Un monje: opción preferencial por los pobres



Cómo responde exquisitamente a la pedagogía de Dios enseñarnos este lenguaje, como un analfabeto accede a dibujar una a o una efe. Este abecedario nos permite leer lo divino, tan escondido. Cristo vino a enseñarnos este alfabeto —siendo Él su Alfa y si Omega, sus vocales y sus consonantes— y por eso, en el acontecimiento de hoy, asume montar sobre el asno real y acepta le alfombren el paso con palmas y flores.
Su Reinado no es de este mundo, pero es en este mundo y ha de expresarse al modo de este mundo.
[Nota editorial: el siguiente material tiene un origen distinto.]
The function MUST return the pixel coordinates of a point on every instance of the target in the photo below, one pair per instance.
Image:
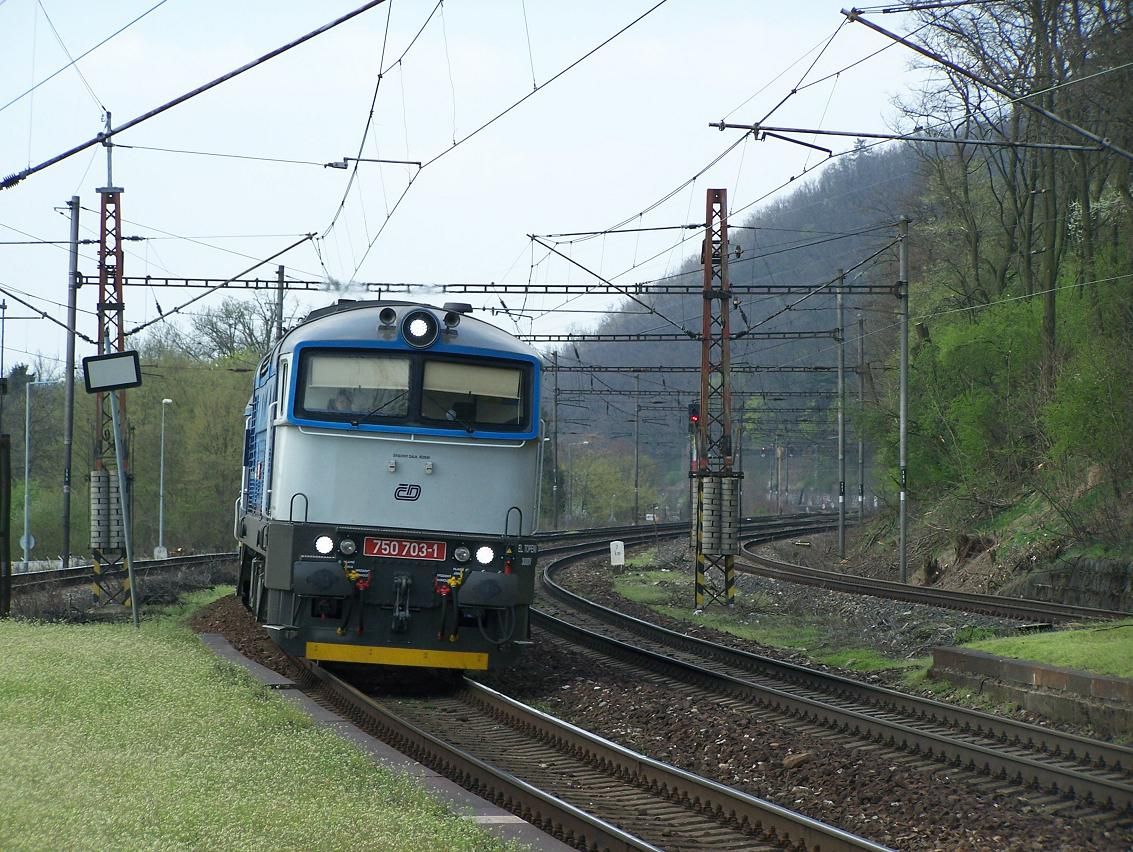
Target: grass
(116, 738)
(1104, 649)
(666, 591)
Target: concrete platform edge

Una Iglesia, que en un rapto de iconoclasia, anulara este abecedario, elegiría insólitamente ser analfabeta del misterio. El perfume del óleo, el flamear de olivos, el trenzado de palmas, la nube del carísimo incienso —con el que se podría dar de comer a cientos de desnutridos— cirios llameantes, íconos relucientes, conforman la poesía del pobre, la lustrosa égloga del simple, la lírica más encumbrada del indocto, que recibe de su Madre, la Iglesia, el feliz idioma de los signos para aclamar al Rey de la Gloria montado sobre el ínfimo asno del sacerdote celebrante…
Quien le quitara al pobre este derecho, esta fortuna, ésta, su única riqueza, agravia gravísimamente sus derechos. Los ricos seguirán teniendo sus anaqueles abarrotados de libros, y los doctos, sus pomposos títulos… pero al pobre le habrán quemado su único lenguaje: el del signo sagrado.